Si algo caracteriza el estilo del realizador es su falta de un estilo definido. Oshima alteraba de manera proteica sus estrategias formales de acuerdo con el tema en cuestión. Y ciertamente su cine está radicalmente alejado de las nociones usuales de entretenimiento. Sobre todo en sus inicios, su obra es difícil y hasta cierto punto hermética. Es un cine que provoca al espectador, abordándolo directamente a él en su afán cuestionador.

Oshima estudió leyes, pero nunca ejerció la abogacía. Fue un apasionado de la política y, por lo mismo, jamás se afilió a un partido. Su entrada al cine fue desempeñando chambas –asistente de director, sobre todo– en la productora Shochiku. Aunque esa fue la compañía que produjo sus primeros esfuerzos de director, pronto se independizó para no depender de las decisiones ajenas. Su opera prima fue Una ciudad de amor y esperanza, de 1959. (En algunos casos he usado la traducción literal del título, a su vez traducido del inglés).

Por desgracia, la mayor parte de su obra primera, la que marcó la ruptura con los cineastas que lo precedieron, no se exportó hacia occidente. Fue hasta 1968, con la nada concesiva Muerte en la horca, y 1969, con el singular Diario de un ladrón de Shinjuku y la dura Boy que el nombre de Oshima empezó a llamar la atención de este lado del mundo. Curiosamente, dentro de la escasa difusión que ha tenido el cine nipón en México, a partir de La ceremonia (1971), obra capital sobre la destrucción de una familia cimentada en el ritual, el resto de su filmografía se ha conocido de una forma u otra en nuestro país.

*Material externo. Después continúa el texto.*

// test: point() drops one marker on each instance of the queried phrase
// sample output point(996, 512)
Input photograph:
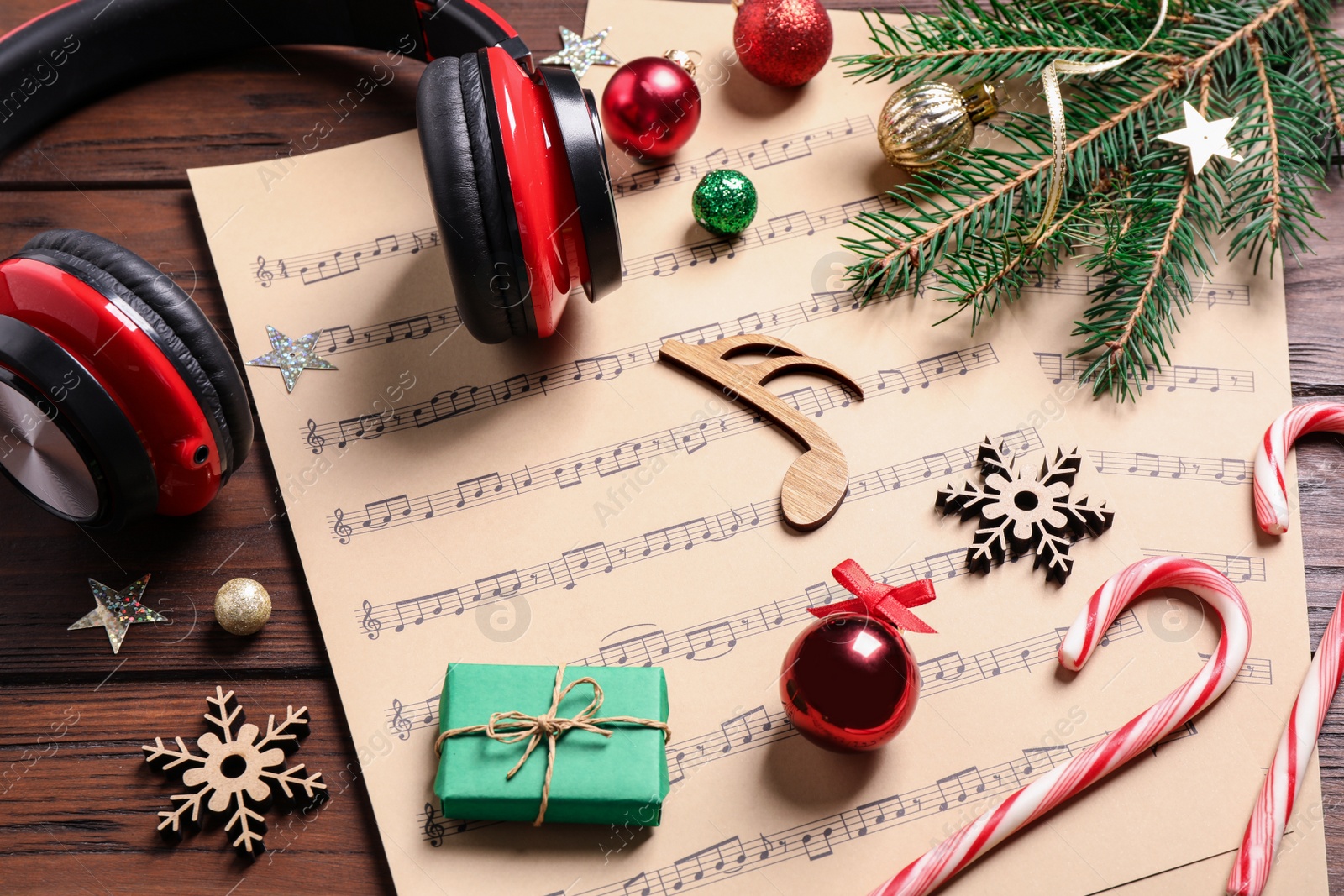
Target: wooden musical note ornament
point(819, 479)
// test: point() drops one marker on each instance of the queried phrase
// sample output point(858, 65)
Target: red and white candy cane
point(941, 862)
point(1269, 819)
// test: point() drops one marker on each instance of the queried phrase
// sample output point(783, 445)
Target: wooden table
point(77, 802)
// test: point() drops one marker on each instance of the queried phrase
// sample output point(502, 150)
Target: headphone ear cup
point(490, 280)
point(45, 436)
point(185, 329)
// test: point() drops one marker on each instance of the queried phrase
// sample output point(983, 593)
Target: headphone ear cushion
point(179, 322)
point(456, 148)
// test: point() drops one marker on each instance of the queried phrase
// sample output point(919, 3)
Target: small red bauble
point(651, 107)
point(783, 42)
point(850, 683)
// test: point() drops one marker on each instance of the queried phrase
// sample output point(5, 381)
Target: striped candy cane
point(936, 867)
point(1269, 819)
point(1270, 490)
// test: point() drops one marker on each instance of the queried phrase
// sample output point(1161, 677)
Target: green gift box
point(620, 779)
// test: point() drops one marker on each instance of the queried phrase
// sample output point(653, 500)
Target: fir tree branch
point(1048, 50)
point(870, 275)
point(1276, 191)
point(1173, 18)
point(1319, 62)
point(1120, 347)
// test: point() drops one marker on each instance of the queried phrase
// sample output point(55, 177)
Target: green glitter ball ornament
point(723, 202)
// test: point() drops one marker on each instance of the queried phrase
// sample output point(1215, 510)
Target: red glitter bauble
point(850, 683)
point(783, 42)
point(651, 107)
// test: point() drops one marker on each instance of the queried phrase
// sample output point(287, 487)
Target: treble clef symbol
point(371, 625)
point(433, 829)
point(401, 725)
point(315, 439)
point(262, 275)
point(340, 530)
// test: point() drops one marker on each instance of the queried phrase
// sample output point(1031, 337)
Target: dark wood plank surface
point(77, 802)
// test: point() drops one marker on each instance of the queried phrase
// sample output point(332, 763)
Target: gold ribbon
point(1058, 129)
point(517, 727)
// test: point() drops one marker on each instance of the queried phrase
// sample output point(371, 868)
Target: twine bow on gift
point(889, 602)
point(517, 727)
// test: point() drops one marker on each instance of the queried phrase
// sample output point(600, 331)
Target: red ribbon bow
point(885, 600)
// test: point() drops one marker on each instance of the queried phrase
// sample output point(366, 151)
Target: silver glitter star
point(118, 610)
point(292, 356)
point(582, 54)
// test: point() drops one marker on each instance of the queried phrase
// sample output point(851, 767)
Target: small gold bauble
point(924, 123)
point(242, 606)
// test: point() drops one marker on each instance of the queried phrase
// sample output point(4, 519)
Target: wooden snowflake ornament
point(1021, 513)
point(239, 777)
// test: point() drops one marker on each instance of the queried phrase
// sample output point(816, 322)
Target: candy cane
point(1269, 819)
point(929, 872)
point(1270, 490)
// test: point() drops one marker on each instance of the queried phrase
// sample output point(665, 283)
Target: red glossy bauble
point(850, 683)
point(783, 42)
point(651, 107)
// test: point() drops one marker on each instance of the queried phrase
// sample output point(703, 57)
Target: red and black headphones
point(118, 396)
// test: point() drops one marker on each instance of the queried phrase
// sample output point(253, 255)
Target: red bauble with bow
point(850, 683)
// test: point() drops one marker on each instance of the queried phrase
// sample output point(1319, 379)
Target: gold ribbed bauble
point(925, 121)
point(242, 606)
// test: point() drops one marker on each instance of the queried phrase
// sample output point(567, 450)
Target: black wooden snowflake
point(1021, 513)
point(239, 777)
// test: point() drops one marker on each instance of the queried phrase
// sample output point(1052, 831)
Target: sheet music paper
point(573, 500)
point(1187, 448)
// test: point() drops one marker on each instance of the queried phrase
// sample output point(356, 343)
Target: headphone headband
point(87, 49)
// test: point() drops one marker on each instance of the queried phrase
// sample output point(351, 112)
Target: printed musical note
point(743, 730)
point(1256, 671)
point(680, 537)
point(815, 840)
point(615, 458)
point(315, 439)
point(1234, 566)
point(1200, 469)
point(400, 723)
point(958, 786)
point(264, 275)
point(380, 513)
point(1210, 379)
point(433, 829)
point(320, 266)
point(371, 625)
point(340, 528)
point(759, 728)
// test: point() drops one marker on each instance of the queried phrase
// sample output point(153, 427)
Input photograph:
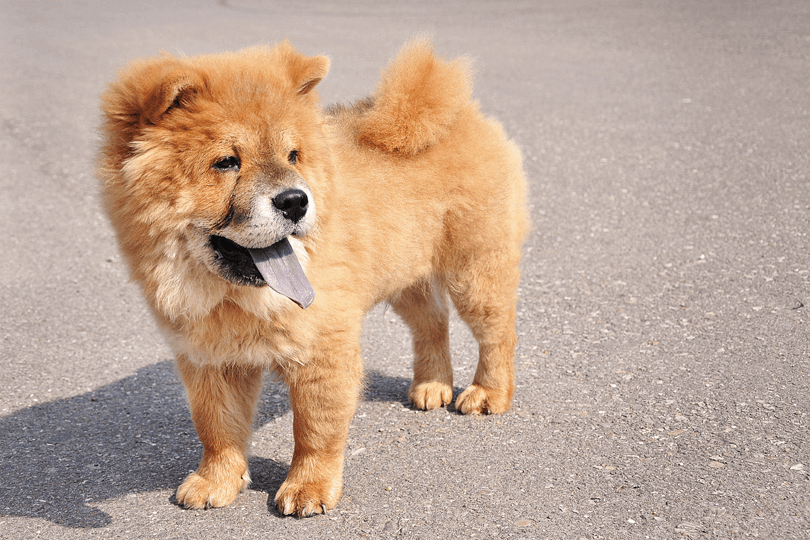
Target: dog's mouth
point(275, 265)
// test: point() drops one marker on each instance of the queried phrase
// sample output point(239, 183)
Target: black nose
point(292, 203)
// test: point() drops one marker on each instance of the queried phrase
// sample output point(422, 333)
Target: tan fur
point(420, 201)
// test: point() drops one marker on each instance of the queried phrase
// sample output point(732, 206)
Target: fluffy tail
point(416, 101)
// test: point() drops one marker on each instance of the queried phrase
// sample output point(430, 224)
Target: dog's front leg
point(323, 395)
point(222, 400)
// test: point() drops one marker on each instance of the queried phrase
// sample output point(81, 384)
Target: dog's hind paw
point(479, 400)
point(430, 395)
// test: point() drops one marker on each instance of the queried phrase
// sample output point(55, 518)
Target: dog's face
point(218, 153)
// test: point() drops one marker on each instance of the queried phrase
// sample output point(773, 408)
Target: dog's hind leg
point(423, 307)
point(484, 293)
point(223, 401)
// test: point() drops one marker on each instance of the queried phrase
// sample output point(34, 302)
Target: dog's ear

Así, Querida hermana del verano (1972) fue distribuida por la Universidad Nacional Autónoma de México. Su película más vista, El imperio de los sentidos (1976), venció con retraso los prejuicios de la censura, entonces dominante, y se mantuvo largo tiempo atrayendo morbosos a una sala de la cadena Alatriste; su complemento, El imperio de la pasión (1978), se comercializó hasta en video. Después siguieron los proyectos con los que Oshima intentó internacionalizar su carrera: Furyo (1983), curiosa exploración de la tensión homoerótica que surge entre el comandante japonés de un campo de concentración y uno de sus presos ingleses, y Max, mi amor (1986, programada años después en el canal 22 por quien esto escribe), fallida colaboración con el guionista buñueliano Jean-Claude Carrière, sobre el idilio entre una mujer y un simio.

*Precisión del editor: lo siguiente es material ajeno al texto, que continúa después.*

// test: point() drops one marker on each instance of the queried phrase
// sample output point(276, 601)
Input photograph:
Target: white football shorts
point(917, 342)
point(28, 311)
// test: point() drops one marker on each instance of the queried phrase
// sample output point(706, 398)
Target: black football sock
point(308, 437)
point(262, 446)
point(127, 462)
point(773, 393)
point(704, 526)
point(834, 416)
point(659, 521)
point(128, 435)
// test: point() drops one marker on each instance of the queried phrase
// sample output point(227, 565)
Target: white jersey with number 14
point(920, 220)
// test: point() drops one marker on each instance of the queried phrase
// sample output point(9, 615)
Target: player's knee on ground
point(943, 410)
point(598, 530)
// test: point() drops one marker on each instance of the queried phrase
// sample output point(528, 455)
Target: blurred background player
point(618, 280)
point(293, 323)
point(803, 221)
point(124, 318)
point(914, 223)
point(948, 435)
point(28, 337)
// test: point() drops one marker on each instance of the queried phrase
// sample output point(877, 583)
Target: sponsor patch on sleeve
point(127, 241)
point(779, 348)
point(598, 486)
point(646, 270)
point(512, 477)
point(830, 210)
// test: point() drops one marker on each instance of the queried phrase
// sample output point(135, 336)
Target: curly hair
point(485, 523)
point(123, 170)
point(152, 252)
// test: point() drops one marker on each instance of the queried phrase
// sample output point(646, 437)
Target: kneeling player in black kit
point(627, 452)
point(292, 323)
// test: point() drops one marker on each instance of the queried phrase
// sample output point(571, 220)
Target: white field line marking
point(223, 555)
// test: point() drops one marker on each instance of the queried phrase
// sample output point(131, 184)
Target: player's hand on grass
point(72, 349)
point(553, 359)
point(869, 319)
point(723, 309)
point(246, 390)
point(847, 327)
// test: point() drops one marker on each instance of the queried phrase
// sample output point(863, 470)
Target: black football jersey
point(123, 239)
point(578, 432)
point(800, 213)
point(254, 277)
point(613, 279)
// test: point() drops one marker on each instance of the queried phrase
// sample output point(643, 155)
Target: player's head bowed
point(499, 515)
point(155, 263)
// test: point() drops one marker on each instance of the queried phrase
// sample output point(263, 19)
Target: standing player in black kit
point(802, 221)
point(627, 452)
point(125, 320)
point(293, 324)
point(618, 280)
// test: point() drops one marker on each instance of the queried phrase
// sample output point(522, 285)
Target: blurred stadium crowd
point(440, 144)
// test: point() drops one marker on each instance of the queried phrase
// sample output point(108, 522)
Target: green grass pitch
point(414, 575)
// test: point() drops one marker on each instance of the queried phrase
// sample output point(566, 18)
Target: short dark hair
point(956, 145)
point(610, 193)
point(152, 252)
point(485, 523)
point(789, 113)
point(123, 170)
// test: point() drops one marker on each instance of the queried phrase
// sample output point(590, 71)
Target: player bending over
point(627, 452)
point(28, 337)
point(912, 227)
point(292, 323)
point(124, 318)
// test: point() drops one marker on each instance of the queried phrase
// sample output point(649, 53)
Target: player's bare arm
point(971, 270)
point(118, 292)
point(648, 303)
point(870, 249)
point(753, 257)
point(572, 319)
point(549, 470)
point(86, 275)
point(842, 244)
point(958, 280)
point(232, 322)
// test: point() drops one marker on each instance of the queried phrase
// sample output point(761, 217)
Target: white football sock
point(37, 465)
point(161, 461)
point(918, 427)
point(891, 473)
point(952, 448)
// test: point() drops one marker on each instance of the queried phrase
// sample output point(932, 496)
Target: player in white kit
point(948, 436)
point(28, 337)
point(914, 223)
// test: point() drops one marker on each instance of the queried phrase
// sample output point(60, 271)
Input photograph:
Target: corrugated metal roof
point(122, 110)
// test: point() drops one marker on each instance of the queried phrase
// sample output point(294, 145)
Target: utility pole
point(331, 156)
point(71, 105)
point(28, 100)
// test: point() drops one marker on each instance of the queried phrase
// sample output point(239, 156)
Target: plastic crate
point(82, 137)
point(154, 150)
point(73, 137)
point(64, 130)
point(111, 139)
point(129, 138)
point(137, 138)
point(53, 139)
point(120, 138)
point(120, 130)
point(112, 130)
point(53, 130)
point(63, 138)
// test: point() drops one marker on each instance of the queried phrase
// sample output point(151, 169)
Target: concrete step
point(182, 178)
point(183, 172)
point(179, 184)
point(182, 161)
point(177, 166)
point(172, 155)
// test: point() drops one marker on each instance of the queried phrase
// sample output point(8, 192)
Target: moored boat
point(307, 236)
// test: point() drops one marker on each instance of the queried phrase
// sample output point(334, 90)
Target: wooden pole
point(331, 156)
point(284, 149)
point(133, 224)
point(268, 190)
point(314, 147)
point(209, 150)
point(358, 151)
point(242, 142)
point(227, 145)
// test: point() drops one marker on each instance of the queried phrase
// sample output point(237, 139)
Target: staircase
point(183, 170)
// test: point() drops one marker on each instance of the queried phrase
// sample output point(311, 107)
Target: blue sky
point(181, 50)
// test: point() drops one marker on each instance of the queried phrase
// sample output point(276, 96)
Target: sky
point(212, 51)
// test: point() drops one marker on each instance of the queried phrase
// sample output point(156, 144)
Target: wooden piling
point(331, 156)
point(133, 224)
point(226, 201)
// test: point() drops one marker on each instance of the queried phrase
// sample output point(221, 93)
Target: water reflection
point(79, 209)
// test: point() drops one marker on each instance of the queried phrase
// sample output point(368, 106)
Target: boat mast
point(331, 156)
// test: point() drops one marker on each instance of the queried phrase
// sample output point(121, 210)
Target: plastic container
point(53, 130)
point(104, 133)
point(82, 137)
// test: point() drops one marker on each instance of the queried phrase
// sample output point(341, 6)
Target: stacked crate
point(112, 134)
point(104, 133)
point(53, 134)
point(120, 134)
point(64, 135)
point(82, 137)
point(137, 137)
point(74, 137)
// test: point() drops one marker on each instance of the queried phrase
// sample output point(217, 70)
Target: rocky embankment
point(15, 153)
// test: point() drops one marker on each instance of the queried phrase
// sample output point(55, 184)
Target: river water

Debido a problemas de salud, Oshima se mantuvo alejado del cine, aunque no de los estudios televisivos. Además de haber dirigido varios documentales para ese medio, también fungió de conductor. Su última realización fue Tabú (1999), una de sus raras incursiones en el género del jidai-geki, la primera y hasta donde sé la única película que ha tratado el tema del amor gay en el contexto de los guerreros samurai.

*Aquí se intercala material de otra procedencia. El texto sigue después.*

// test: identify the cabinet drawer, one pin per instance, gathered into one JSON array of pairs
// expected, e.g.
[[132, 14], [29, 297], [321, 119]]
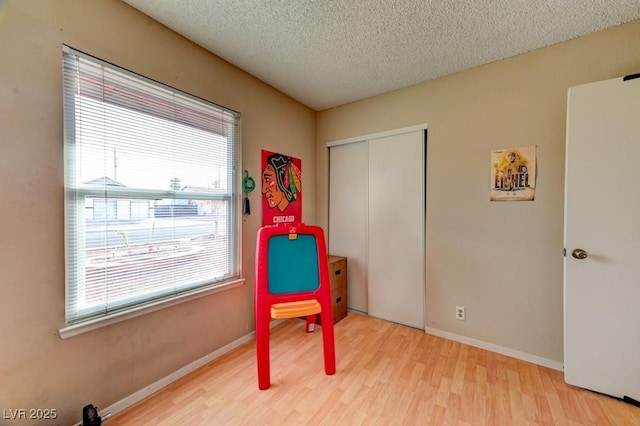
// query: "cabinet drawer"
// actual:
[[338, 305], [337, 272]]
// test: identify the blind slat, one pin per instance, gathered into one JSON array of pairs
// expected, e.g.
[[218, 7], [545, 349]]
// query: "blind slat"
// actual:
[[151, 204]]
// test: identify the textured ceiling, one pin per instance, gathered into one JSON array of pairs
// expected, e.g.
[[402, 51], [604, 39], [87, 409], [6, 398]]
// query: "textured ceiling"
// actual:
[[326, 53]]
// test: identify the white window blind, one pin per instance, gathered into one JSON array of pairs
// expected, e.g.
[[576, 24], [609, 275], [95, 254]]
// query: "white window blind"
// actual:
[[152, 206]]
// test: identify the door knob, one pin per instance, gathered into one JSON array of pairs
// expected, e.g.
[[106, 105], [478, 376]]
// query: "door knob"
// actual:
[[579, 254]]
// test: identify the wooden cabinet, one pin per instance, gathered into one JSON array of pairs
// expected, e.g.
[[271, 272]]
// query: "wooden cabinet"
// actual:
[[338, 278]]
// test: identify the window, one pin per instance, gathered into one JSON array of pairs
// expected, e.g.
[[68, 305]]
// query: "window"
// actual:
[[151, 200]]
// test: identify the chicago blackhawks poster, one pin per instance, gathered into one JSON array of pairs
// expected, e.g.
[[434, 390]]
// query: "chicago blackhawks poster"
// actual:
[[513, 174], [281, 189]]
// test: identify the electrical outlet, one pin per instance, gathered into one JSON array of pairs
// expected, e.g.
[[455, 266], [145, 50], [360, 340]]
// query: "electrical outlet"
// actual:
[[460, 313]]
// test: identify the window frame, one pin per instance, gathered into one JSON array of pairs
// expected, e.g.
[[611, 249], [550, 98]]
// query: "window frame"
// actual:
[[76, 193]]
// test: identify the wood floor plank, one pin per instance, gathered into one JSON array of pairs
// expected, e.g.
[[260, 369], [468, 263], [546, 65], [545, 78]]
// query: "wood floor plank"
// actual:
[[387, 374]]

Gracias a Internet y a los videos no necesariamente legales, la perturbadora obra de Nagisa Oshima puede apreciarse aunque sea en la pantalla doméstica. Sin embargo, no estaría mal que alguno de los tantos festivales de cine que ahora abundan en México programara una retrospectiva completa, como lo hará el festival de San Sebastián este año.